China Turns Fiscal Screws While Targeting GDP Growth Around 6.5%
Comment of the Day

March 05 2018

Commentary by Eoin Treacy

China Turns Fiscal Screws While Targeting GDP Growth Around 6.5%

This article from Bloomberg News may be of interest to subscribers. Here is a section:

Xi has ratcheted up his drive to curb debt risk, pollution and poverty at a time when the world’s second-largest economy is on a long-term growth slowdown. His efforts to rein in spending contrast with an historic expansion of U.S. borrowing under Donald Trump during a period of economic expansion.

The 2018 targets “suggest slower growth and a fiscal drag,” said Callum Henderson, a managing director for Asia-Pacific at Eurasia Group in Singapore. “This makes sense for China in the context of the new focus on financial de-risking, poverty alleviation and environmental clean-up, but is less good news at the margin for those economies that have high export exposure to China.”

Growth handily surpassed 2017’s target with a 6.9 percent expansion that was the first acceleration since 2010. Economists forecast a moderation to 6.5 percent this year amid the ongoing deleveraging drive and trade tensions with the Trump administration and a further deceleration to 6.2 percent in 2019.

Eoin Treacy's view

China has significant challenges ahead as it engages with deleveraging, particularly among the regional lenders. However, it is also worth considering that fiscal discipline at this stage in the cycle is admirable since it will leave the government with some firepower when the economy next slows. That is the exact opposite of what the US government is doing at present which is of course why interest rates are set to continue to rise.

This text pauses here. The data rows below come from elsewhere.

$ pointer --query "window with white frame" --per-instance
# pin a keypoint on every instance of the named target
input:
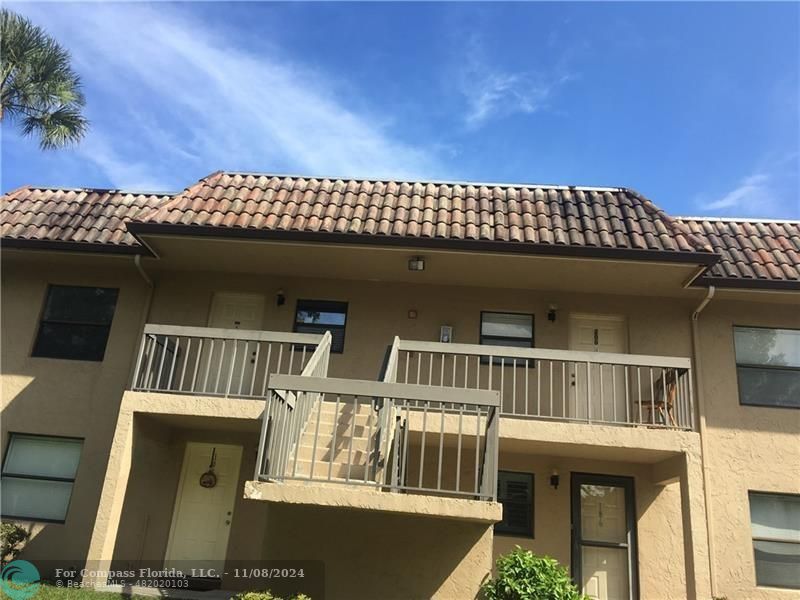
(319, 316)
(38, 475)
(768, 366)
(775, 522)
(75, 323)
(507, 329)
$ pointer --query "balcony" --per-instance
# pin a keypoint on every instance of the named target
(561, 385)
(432, 427)
(228, 363)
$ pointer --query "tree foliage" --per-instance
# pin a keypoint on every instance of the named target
(39, 89)
(522, 575)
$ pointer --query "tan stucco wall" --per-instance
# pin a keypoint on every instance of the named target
(64, 397)
(748, 447)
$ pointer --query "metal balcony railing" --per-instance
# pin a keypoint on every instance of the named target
(218, 362)
(355, 432)
(588, 387)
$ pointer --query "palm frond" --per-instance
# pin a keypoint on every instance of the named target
(39, 87)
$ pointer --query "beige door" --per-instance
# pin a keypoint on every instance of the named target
(597, 392)
(231, 363)
(202, 516)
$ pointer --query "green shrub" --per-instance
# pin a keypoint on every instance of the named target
(11, 538)
(267, 595)
(521, 575)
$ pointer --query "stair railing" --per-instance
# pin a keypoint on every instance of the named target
(286, 415)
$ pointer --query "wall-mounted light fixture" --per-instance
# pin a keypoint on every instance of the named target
(551, 312)
(416, 263)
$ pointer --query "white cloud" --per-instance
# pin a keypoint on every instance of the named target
(750, 193)
(491, 92)
(766, 193)
(175, 95)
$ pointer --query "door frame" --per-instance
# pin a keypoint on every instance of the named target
(612, 318)
(176, 506)
(628, 484)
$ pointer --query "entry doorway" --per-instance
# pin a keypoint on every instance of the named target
(204, 506)
(597, 333)
(604, 554)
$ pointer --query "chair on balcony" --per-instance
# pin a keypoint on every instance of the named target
(661, 406)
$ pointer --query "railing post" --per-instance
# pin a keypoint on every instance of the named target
(136, 370)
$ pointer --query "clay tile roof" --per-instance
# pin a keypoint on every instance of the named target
(549, 219)
(545, 216)
(93, 218)
(749, 250)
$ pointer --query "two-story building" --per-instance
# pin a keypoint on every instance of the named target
(400, 381)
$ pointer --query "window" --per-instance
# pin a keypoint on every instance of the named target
(775, 521)
(38, 474)
(75, 322)
(319, 316)
(506, 329)
(515, 493)
(768, 366)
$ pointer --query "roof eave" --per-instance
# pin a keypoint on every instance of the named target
(747, 284)
(80, 247)
(139, 229)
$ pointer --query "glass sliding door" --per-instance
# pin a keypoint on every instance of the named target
(604, 536)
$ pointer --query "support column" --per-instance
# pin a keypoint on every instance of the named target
(687, 470)
(109, 511)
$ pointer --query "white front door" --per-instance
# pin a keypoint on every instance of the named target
(202, 516)
(231, 363)
(597, 392)
(604, 553)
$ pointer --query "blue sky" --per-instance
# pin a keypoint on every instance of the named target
(697, 106)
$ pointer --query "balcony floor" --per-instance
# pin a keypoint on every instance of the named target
(341, 496)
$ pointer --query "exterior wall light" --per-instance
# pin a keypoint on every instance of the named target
(416, 263)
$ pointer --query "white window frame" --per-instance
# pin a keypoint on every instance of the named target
(6, 474)
(779, 540)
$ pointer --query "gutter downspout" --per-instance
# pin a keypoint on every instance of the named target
(701, 418)
(137, 261)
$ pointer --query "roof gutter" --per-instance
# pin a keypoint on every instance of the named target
(140, 230)
(701, 419)
(137, 261)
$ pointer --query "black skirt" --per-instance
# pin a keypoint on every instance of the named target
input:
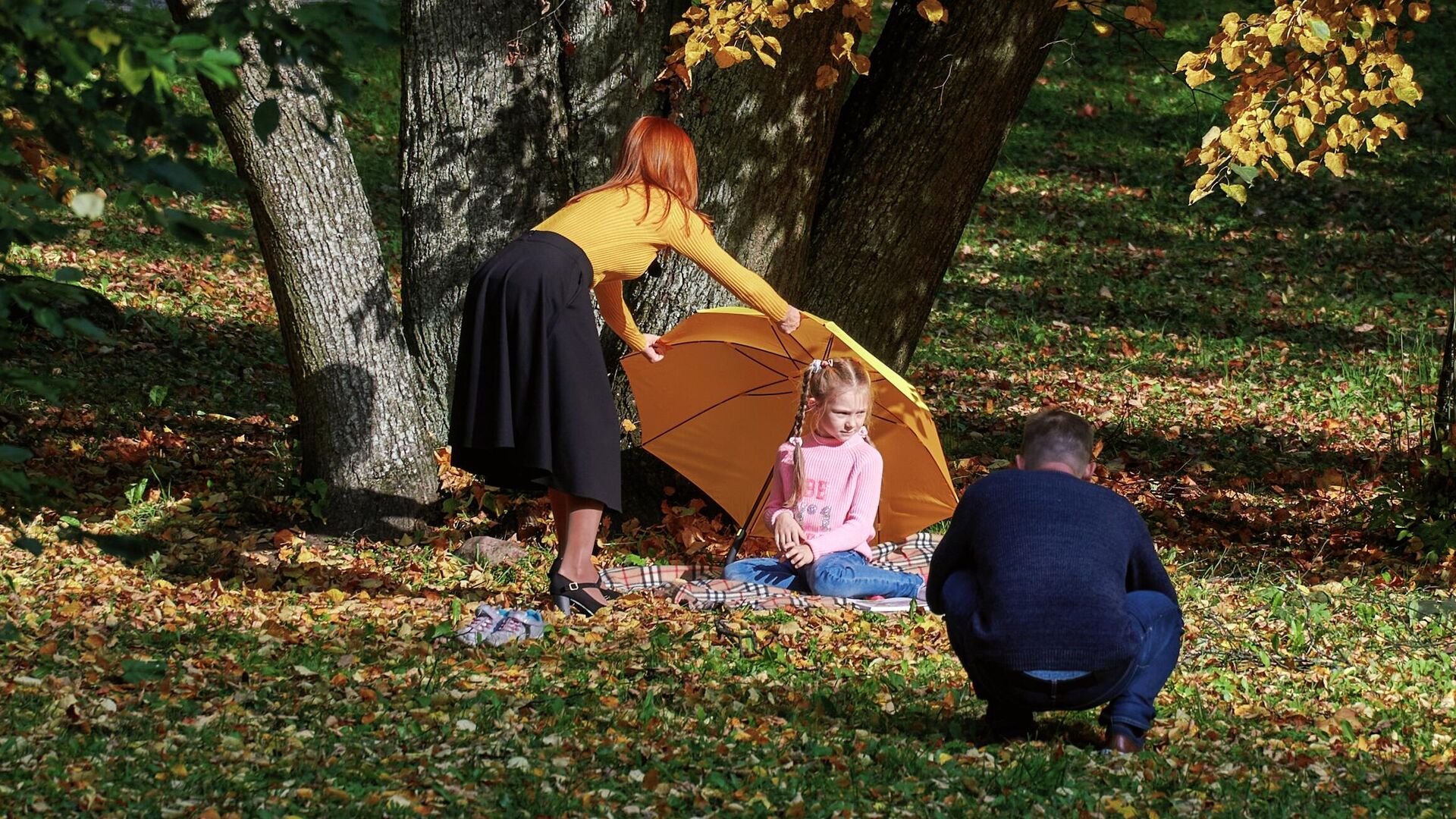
(532, 404)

The FTSE China A600 Banks Index continues to pull back towards the trend mean and will need to demonstrate support in the region of 14,800 if medium-term scope for continued higher to lateral ranging is to be given the benefit of the doubt.

The China Enterprises Index has a broadly similar pattern as it falls back to test the medium-term progression of higher reaction lows.

While headlines have been filled with talk of trade wars, China has so far been quiet and no one is of under any illusion that tariffs can work both ways. However, since China is a major importer as well as an exporter of steel and aluminium, it is countries like India where the pressure of tariffs might fall most heavily.

The Nifty Index is back testing the lower side of its short-term range and will need to continue to find support in the region of the trend mean if the medium-term uptrend is to remain consistent.